With U.S. college campuses open for fall, students are again demonstrating against genocide in Gaza.
On August 26, on the first day of classes at Cornell University in Ithaca, New York, some 150 students marched into the campus dining hall with a large banner to announce that a “teach-in” would soon start on campus. The banner also included, in Hebrew, the phrase, “If not now, when?” The student protesters were joined by university custodians, cooks, and food service workers who are on strike for better working conditions and a living wage. There are 1,200 university employees at Cornell represented by UAW local 2300, according to the Ithaca Voice.
UAW Region 9 President Daniel Vicente spoke at the rally. No arrests were made, but campus security demanded that the student protesters hand over their student IDs, in order that they could be disciplined by the administration. The students locked arms, refused to surrender their IDs, and marched out after about 40 minutes. Earlier in the day there were reports of anti-genocide graffiti on campus.
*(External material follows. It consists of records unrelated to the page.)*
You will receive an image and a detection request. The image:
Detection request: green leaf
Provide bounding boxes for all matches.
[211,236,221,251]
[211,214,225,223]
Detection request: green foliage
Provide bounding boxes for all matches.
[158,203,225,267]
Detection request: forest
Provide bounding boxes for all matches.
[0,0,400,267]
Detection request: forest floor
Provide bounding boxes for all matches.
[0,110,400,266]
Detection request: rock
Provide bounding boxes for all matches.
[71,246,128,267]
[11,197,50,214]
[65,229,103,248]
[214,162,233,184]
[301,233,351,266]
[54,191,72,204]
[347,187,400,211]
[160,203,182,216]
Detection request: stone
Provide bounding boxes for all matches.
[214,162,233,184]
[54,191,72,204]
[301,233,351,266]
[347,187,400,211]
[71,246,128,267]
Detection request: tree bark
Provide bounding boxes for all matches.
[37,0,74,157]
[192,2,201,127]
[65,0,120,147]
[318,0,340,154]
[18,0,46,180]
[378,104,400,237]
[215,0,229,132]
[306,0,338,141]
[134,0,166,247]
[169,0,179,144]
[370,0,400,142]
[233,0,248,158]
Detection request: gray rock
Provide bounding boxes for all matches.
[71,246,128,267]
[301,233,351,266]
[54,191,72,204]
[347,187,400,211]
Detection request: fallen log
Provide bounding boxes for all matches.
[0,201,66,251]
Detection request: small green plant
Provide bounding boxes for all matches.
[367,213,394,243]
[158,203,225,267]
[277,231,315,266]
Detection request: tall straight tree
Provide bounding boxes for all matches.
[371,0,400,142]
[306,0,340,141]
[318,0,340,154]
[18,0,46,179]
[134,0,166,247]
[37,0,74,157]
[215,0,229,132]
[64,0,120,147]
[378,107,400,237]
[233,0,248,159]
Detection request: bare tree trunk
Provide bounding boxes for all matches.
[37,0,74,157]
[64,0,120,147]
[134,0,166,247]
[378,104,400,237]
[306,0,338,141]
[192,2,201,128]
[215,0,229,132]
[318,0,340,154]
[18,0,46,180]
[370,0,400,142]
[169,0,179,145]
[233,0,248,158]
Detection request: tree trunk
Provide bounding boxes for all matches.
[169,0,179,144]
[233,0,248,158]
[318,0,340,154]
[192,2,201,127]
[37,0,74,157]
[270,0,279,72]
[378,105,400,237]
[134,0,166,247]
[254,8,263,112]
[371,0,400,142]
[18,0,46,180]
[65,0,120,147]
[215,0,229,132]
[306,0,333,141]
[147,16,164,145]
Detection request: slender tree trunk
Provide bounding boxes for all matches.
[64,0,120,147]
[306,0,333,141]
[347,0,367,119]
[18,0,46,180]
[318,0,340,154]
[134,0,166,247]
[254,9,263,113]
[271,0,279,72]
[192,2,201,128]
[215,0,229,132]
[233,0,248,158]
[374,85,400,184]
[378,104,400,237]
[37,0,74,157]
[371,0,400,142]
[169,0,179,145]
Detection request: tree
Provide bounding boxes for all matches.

To mock a California judge who made a ruling last spring that Gaza protesters cannot restrict the movement on campus of Jewish students, on Aug. 26 student protesters at Sonoma State University established a mock Israeli military “checkpoint” to decide who should be restricted, according to the Jewish Chronicle. “We don’t want to make people uncomfortable, but we want people to be uncomfortable with the idea of what we’re paying for overseas with our tax dollars,” said Albert Levine, a member of Students for Justice in Palestine. Sonoma State, and many other universities, has implemented a long list of restrictions on free speech, such as requiring pre-approval of “time, place, and intent” of activities, any signs or banners must be approved in writing by the administration, all masks have been banned, and many other policies have been “updated.”